To honor Jadin, his father took to the heartland road, while reeling with raw emotions and his own baggage of shame, shortcomings and guilt. His son gone, Joe hoped to find on his trek other small town LGBTQ teenagers and families who struggled in silence or shadow, and share with them his story — Jadin’s story — so that even one family might learn greater acceptance and be spared the remorse that consumed and propelled Joe.
What Joe did not foresee was the vast impact this lone act of endurance, of reaching out in places where too many were in hiding for being who they were, would make. The more he walked, the more he experienced the kindness of strangers and forged connections with people just like him, as well as with people nothing like him—which, in turn, brought him closer to truly seeing Jadin for who he was for the first time.
This is the journey followed in “Joe Bell,” based on the emotional, true father-son story. As the impassioned and psychically wounded Joe, Mark Wahlberg, who is also a producer, reveals an unseen side—that of an ordinary man doing the hard work of reckoning with himself, grappling with the costs of his mistakes and prejudices, while stumbling towards the hope of redemption.

Mirroring Joe Bell’s expansive journey, the team behind the film combines diverse perspectives. The screenplay reunited Diana Ossana and the late Larry McMurtry, who adapted Annie Proulx’s story “Brokeback Mountain” into a groundbreaking, Oscar-winning movie. Like that story, “Joe Bell” is an elemental love story, this time a family’s love story, complicated by the world we live in. Taking up those complications with a keen sensitivity is director Reinaldo Marcus Green, a rising voice who debuted in 2018 with the acclaimed drama “Monsters and Men,” and helmed the coming “King Richard.”

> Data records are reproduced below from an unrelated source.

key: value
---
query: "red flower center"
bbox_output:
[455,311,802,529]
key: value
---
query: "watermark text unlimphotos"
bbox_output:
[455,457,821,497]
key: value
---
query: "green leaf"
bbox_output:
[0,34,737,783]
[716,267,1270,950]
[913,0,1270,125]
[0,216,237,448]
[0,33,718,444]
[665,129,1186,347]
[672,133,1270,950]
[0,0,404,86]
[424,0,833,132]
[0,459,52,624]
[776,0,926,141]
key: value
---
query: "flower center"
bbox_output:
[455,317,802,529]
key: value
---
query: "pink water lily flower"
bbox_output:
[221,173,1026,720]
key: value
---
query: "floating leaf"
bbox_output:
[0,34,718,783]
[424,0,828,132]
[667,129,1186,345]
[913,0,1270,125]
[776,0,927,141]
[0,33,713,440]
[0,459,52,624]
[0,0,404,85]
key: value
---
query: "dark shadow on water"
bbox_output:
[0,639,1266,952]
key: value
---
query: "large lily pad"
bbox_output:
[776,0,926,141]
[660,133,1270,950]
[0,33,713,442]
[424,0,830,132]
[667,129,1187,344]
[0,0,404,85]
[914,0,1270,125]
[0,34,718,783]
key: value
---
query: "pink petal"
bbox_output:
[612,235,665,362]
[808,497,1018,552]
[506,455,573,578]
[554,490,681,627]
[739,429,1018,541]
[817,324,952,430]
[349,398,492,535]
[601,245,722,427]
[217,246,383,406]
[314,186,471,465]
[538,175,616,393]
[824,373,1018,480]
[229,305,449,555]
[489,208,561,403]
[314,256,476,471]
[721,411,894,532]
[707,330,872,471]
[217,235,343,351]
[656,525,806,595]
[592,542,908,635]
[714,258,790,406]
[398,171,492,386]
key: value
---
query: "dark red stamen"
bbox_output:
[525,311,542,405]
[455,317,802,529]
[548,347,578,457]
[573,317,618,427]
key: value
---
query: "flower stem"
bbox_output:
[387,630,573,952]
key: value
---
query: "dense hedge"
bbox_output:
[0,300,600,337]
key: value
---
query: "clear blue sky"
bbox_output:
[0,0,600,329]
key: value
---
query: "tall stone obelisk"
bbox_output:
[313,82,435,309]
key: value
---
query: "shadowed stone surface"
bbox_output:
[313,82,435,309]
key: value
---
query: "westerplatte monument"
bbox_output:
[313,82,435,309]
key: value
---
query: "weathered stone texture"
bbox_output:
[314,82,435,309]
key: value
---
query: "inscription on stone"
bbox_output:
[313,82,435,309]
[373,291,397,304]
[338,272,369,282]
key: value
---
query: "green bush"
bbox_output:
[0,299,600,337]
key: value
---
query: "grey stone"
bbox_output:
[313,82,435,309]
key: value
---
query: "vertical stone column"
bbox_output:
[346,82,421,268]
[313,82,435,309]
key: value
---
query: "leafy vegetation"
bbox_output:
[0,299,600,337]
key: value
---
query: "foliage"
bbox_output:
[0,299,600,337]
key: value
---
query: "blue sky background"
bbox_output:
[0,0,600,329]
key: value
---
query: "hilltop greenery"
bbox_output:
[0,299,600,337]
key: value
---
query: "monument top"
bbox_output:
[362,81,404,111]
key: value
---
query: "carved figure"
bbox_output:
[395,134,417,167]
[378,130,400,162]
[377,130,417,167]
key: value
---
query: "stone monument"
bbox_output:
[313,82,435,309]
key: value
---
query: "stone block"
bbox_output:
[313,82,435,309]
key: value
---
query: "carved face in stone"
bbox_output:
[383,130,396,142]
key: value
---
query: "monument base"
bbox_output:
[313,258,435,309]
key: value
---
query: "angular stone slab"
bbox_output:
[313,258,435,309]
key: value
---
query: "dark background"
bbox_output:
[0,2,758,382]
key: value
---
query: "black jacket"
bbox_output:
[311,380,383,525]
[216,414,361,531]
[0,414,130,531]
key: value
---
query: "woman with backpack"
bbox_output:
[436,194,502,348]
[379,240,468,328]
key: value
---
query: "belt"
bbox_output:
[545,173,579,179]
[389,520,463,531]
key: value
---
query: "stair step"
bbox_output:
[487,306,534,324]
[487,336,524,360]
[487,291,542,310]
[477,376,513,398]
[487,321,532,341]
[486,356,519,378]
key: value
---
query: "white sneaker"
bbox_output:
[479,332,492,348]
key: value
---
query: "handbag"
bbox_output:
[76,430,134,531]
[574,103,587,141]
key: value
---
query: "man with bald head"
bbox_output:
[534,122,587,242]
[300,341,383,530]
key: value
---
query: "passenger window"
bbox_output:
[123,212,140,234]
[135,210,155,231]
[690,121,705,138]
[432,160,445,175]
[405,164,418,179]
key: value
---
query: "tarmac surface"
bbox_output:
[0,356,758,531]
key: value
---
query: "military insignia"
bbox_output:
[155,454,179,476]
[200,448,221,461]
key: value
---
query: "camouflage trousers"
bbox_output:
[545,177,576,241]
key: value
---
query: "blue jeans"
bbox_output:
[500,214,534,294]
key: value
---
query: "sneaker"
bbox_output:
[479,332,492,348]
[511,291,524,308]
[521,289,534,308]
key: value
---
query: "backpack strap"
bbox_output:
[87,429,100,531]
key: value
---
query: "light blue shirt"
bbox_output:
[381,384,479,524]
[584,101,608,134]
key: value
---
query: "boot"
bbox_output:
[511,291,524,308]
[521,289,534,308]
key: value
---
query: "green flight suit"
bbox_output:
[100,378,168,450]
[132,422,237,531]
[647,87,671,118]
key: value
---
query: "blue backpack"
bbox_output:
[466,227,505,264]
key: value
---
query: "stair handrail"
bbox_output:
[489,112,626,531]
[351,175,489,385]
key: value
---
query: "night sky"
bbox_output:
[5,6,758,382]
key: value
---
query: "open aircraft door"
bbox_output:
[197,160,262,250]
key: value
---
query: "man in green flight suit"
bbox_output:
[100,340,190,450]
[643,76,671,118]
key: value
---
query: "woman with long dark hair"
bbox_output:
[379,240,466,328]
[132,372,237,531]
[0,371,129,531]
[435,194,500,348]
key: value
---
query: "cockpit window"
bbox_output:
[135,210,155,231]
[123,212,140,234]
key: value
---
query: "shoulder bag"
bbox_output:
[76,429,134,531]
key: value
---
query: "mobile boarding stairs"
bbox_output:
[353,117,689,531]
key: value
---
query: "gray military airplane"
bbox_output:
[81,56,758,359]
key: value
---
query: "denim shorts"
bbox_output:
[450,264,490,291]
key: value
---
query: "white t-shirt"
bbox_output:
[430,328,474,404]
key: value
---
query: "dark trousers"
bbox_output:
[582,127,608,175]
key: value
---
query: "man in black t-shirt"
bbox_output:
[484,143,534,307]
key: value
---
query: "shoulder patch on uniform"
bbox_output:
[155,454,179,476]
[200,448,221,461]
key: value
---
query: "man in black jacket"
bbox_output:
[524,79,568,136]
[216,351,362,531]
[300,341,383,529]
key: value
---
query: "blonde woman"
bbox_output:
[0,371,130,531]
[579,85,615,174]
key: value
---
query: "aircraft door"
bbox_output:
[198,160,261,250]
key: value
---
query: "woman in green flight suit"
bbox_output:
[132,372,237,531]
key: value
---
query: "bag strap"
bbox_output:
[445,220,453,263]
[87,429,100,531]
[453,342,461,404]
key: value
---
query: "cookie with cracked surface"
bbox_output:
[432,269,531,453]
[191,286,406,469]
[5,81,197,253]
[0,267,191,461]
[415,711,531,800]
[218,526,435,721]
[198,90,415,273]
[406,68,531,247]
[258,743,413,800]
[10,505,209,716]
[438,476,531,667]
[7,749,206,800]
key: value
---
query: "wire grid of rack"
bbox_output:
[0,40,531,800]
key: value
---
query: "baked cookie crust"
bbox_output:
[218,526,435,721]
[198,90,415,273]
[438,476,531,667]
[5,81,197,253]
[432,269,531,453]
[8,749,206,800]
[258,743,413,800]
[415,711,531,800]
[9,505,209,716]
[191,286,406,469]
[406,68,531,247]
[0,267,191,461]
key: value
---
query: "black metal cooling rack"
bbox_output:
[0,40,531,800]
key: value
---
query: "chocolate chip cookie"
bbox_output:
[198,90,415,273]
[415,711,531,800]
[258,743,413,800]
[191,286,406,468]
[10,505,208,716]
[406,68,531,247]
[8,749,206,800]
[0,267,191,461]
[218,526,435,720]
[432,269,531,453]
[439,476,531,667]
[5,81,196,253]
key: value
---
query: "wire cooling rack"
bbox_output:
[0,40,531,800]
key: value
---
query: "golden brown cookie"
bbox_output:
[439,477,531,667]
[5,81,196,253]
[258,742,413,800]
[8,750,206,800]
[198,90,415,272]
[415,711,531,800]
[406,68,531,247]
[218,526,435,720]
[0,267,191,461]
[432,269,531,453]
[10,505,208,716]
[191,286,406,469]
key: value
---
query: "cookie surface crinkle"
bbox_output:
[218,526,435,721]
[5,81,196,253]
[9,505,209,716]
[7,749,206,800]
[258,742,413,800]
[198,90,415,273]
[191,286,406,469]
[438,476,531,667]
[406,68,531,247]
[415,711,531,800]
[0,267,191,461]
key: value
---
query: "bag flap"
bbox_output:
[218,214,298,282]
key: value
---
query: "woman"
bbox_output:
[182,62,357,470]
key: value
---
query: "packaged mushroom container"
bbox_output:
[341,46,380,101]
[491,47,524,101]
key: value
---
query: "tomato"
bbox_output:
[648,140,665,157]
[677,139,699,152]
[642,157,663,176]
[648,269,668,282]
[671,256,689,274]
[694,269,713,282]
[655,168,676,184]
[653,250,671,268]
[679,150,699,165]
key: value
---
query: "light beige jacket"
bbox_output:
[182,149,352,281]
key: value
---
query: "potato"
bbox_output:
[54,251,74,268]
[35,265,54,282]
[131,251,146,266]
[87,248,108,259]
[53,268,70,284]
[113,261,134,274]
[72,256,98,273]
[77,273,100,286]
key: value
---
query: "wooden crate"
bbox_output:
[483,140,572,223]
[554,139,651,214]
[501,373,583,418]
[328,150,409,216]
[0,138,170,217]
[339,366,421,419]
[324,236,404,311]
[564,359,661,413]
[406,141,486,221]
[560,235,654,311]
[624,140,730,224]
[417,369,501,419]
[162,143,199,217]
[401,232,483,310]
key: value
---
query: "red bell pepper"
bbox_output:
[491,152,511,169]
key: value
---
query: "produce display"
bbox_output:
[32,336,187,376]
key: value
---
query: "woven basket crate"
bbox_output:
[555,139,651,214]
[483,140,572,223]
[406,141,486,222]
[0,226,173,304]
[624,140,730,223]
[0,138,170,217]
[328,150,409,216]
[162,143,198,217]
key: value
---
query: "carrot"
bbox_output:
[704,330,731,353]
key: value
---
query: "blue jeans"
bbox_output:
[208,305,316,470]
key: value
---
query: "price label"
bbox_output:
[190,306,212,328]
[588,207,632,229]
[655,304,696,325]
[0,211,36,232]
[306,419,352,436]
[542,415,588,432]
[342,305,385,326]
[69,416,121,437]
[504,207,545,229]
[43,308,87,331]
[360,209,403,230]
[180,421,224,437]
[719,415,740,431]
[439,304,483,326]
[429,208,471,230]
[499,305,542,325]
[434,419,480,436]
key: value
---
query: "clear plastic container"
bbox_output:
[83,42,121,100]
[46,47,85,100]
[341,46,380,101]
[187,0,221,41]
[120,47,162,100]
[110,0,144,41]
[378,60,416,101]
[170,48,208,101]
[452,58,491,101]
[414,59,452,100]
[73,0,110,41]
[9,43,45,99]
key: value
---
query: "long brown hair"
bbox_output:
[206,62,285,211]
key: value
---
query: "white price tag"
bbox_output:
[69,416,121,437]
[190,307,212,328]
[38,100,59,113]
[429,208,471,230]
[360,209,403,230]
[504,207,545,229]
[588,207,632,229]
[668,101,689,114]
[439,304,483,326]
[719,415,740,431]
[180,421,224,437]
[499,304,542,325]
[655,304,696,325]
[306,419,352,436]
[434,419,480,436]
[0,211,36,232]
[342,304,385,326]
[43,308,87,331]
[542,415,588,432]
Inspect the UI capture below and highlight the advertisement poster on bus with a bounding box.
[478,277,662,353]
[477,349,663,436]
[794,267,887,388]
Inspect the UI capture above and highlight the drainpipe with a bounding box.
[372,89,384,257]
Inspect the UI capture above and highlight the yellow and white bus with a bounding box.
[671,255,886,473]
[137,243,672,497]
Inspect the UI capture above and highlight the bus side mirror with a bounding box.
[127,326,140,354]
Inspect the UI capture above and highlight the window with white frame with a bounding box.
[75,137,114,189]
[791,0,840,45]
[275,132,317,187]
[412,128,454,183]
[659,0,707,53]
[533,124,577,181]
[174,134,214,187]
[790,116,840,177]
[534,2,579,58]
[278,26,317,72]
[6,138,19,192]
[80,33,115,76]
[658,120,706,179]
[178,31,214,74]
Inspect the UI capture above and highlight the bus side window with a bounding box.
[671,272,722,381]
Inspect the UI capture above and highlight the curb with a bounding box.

“From the minute I read the script I thought this was a timely story that needed to be told,” says Wahlberg. “Joe Bell is a man who didn’t understand certain things about the world until he was faced with them in his own life, as a father. As a parent myself, I know how much fatherhood can change a man. This is a story told from the heart of a man who walked from town to town to reach other families. It shows how a series of small steps can add up and make a big difference for anyone who needs to know they are loved and accepted.”
Exploring that idea felt especially needed, says Wahlberg, in the times we’re living through, teeming with the dangers of misunderstanding and anger. “In this time when there is so much division, a story like this shows people can still come together when they try to listen,” he says.
Producer Riva Marker adds: “Joe and Jadin’s story is about unfinished business. What wouldn’t most of us give for one extra minute with a deceased loved one? I would give anything for one more chance to tell my own father how much I love him. We all have regrets, some of us have deeper regrets than others. Joe began his journey as an expression of mourning and an attempt to quite literally exorcise his demons. But it came to be just as much about acceptance, love and appreciating each other while we’re here.”